健さんの美学

 
 俳優高倉健が逝去して、ここ数日のワイドショーはその訃報を知らせる特集一色になった。
 改めて、高倉健の存在の大きさを思わざるを得ない。


 
 しかし、それにしても、多くの人は高倉健の何に共感したのだろうか。
 ワイドショーの切り口を見ていると、もちろん俳優としての業績を称えるものも多いのだが、それ以上に、「人間」としての魅力に言及したものが目立つ。
 どうやら、「健さん」は、今の日本人が持っていないような美質を生涯貫き通した「人」であると見られているようなのだ。

 「今の日本人が持っていないもの」

 それは、「誠実」とか「人情」、「筋を通す」 … などという言葉で表現されがちであるが、要は、ストイシズムである。
 特に、最愛の妻であった江利チエミに生涯愛を捧げ、彼女の死後も他の女性をストイックに遠ざけていたというエピソードは、多くのファンから半ば驚嘆され、かつそこに最大の賛辞が集中しているかの感がある。

 それは「愛の深さ」がもたらしたものなのだろうか。
 もちろん、それが健さんの心の中心部を占めていたことは間違いのないことなのだが、それだけでは説明がつかない。
 
 私はそこに、『葉隠』などに代表されるような、武士道的精神の発露を見る思いがする。
 武士道の歴史は意外と新しく、江戸時代以前にさかのぼることはないというのが通説である。
 むしろ、300年続いた江戸期の平和による武士の惰弱化をいましめるように発達したものだから、ある意味、実利を度外視した “不自然なくらい” の精神性が際立つ。

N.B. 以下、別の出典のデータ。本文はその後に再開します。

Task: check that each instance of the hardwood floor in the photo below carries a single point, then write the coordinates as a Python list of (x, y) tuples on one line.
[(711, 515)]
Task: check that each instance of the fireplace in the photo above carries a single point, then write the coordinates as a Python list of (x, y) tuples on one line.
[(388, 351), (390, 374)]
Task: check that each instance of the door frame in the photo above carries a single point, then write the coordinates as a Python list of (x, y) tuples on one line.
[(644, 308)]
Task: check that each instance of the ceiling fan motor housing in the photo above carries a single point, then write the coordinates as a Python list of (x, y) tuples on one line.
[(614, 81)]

 「武士道」の定義や解釈はさまざまあるようだが、その本質となるところは、そぎ落とすことによって生まれるストイシズムである。
 「自分を語らない」
 「欲をかくことを恥とする」
 「一度誓った愛は、たとえ相手が故人となろうとも、生涯貫く」
 そういうストイシズムを、高倉健という「人間」は、死ぬまで手放さなかった。

 その徹底ぶりが、彼の凛とした風情に結実していった。
 これほど、恥ずかしげな笑顔を持つ人間を、私はほかに見たことがない。
 万人が、「幸せ」のバロメーターとする笑顔に対して、彼は終始それを他人に見せることに恥じらいを持った。
 たぶん、江利チエミという伴侶を亡くした自分が人並みの幸福を得ていいのだろうか。
 そういう「ためらい」が、その照れくさそうな笑顔の奥にわだかまっていて、それが「人間・高倉健」の笑顔に、独特の陰影と孤独感を忍ばせていたのではないかと思う。

 高倉健は、その存在自体が、「抜かれることのない日本刀」であった。
 ひとたび抜けば、その鋭利で強靭な刃は、どのような人間をも一刀のもとに切り裂いていただろう。
 その怖さが分かるから、彼は(映画以外では)抜くことのない刀を胸に秘めて、他の人間に、仕事に、社会に接していた。

 でも、ファンは分かる。
 高倉健が忍ばせていた日本刀は、身の凍るような見事な反りを持った、魔性の美しささえ湛えた剣であったことを。
 日本人は、最後の「武士」を失ったのかもしれない。